Marketing: 2005年1月アーカイブ

検索プログラムのSufaryはときどきデスクトップで使っている。先日、作者のたつを氏がこんな実験をしていた。

・[を] 自分マイニング! - Blogでよく使うフレーズは?
http://nais.to/~yto/clog/2005-01-18-3.html

自分のブログの記事から特徴的な言葉遣いを抽出するテキストマイニングの実験。

・SUFARY
http://nais.to/~yto/tools/sufary/
Unix用だが、Windowsでもコンパイルできる。

Safaryは検索するだけでなく、文書の索引データをn-gramで高速に作成できる。

n-gramとは言語処理の手法の一つで、nの部分には数字が入る。文章を1文字ずつずらしながらn文字分のパターンを抽出する。

たとえば、「こんにちは」を3-gramで処理すると、

「こんに」
「んにち」
「にちは」

というパターンを切り出せる。(厳密には日本語文字は1文字2バイトなのでこの例は6-gram)。

この機能を使って、私のブログの過去ログ520日分すべてを対象に、パターン分析を行った。

・日本語(2バイト)文字のみを対象とする。
・言語処理におけるゴミ(記号や修正不能な文字化け等)を除外する
・明らかにひとつの単語である場合は重複を削除。
 実例:
 「132 ュニケーション」 「132 ミュニケーショ」 「132 コミュニケーシ」
 の場合、回数が同一で「コミュニケーション」であると特定できるので、先頭語を含む「132 コミュニケーシ」を採用し他を捨てる。

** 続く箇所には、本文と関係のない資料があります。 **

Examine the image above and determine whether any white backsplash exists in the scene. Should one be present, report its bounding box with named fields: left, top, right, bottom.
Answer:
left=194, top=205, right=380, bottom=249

こうした処理の結果、以下のようなことばの登場回数ランキングが発見された。

■3文字のランキング

1位 955 がある
2位 950 います
3位 876 ではな
4位 874 サイト
5位 859 されて
6位 839 ていた
7位 812 った。
8位 806 ない。
9位 781 ネット
10位 770 ように

3文字ではまだ実際にどのような文章の一部だったのか特定が難しい。とりあえず、カタカナとしてサイトとネットは多く使ったようだ。

■4文字のランキング

1位 877 っている
2位 856 である。
3位 825 れている
4位 711 います。
5位 702 されてい
6位 612 ではない
7位 575 ることが
8位 503 すること
9位 482 いうこと
10位 463 るという

トップは「〜と、なっている」「持っている」「分かっている」のような使い方の一部だった。2位は文末の「である」。

■5文字のランキング

1位 462 されている
2位 430 ということ
3位 410 ことができ
4位 404 している。
5位 377 れている。
6位 331 ています。
7位 301 のではない
8位 287 ることがで
9位 286 ネットワー
10位 279 もしれない

「されている」、「ということができる」、「している」、「かもしれない」。5文字と次の6文字くらいが語尾の結び方の特徴が顕著に現れている。

■6文字のランキング

1位 287 ることができ
2位 278 かもしれない
3位 273 ことができる
4位 251 ンターネット
5位 251 インターネッ
6位 230 と思います。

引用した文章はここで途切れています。